A man serving 50 years to life for the killings of a woman and her infant son will stay in prison, an appeals court ruled Thursday.
Kareem Y. Hayes, 36, pleaded guilty in 2006 to the slayings of Hillary Downey and her 13-month-old son that January.
He admitted to stabbing Downey 33 times with a kitchen knife on Jan. 14, 2006, inside her 902 Congress St. apartment so she wouldn’t turn him in for stealing from her.
He then looted her apartment, selling the spoils for drugs. He returned from a crack run hours later to kill her infant son, Romello, then stayed in the apartment for two more days until he was discovered by relatives of the victim and police.
Hayes appealed, arguing that a decision to allow statements he made to police was incorrect. The decision prompted his guilty plea. He also argued that the sentence was too harsh.

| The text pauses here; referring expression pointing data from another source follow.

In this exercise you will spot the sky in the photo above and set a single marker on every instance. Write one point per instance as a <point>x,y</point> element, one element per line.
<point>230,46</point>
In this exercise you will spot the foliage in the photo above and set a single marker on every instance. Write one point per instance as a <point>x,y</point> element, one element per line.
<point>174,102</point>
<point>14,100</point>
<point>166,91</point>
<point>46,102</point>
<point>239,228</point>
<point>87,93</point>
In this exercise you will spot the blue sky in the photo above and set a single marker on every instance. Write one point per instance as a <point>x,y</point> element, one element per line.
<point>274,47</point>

The issue centered on comments Hayes made as he was being taken back to the scene, that he should be taken straight to jail and that Downey and the baby were already dead. He later gave police two written statements admitting to the killings.
Hayes, represented in the appeal by attorney Mark Sacco, argued that after he was ordered into the police car to return to the scene, he was restrained and any subsequent statements were inadmissible.

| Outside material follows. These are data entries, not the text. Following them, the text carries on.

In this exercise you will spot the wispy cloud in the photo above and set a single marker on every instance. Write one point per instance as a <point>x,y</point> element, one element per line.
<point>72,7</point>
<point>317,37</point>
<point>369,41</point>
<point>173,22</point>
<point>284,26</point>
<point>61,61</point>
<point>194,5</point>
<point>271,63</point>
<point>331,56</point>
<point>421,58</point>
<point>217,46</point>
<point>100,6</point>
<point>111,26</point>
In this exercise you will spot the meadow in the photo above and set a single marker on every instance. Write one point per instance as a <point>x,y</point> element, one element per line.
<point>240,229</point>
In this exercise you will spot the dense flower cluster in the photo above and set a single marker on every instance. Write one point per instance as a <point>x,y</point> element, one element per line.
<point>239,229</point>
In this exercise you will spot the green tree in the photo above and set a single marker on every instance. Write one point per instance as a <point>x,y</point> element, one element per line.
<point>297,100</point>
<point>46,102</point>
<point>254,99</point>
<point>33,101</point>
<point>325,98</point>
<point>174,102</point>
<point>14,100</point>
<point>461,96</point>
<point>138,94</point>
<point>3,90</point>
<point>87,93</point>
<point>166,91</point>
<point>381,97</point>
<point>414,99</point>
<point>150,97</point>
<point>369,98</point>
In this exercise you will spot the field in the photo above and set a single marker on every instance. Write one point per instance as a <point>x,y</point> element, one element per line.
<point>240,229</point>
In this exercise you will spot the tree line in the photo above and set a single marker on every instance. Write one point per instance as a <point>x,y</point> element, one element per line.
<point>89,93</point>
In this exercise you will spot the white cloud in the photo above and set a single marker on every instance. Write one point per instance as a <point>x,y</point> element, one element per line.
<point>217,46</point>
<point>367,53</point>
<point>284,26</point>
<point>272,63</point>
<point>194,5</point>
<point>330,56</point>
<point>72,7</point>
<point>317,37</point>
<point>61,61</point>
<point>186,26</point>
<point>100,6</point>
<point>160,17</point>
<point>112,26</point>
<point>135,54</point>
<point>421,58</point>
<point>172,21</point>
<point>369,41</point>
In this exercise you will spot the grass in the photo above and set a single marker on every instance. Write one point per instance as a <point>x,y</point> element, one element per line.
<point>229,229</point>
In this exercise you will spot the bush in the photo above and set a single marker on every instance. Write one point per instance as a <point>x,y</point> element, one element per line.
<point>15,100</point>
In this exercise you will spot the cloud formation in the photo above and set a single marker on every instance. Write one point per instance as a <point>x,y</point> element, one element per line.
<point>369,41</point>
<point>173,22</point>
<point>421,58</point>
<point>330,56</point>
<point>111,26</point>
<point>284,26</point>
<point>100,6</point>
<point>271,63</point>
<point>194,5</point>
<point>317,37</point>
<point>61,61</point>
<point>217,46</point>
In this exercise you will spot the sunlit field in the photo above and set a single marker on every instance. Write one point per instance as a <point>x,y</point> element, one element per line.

The Appellate Division of state Supreme Court, however, disagreed. The officers who stopped him after he fled Downey’s apartment had more than enough cause to stop him and question him, the court said. He had been named by Downey two weeks earlier as a suspect in a burglary, he had just been seen fleeing from her apartment by her relatives and she hadn’t been heard from in days.
The court also found that the sentence — two consecutive 25 years-to-life terms — was not excessive.
“The sentences imposed were clearly in proportion to the heinous nature of the crimes for which the defendant stands convicted and were not, by any fair measure, either harsh or excessive,” the court ruled.
The sentence itself was the longest sentence to come from a plea deal. The case was one that shocked even hardened police detectives.
Hayes had a long criminal history of misdemeanors and felonies, and Downey’s parents have since worked to toughen misdemeanor statutes for repeat offenders, meeting with legislators to promote their cause.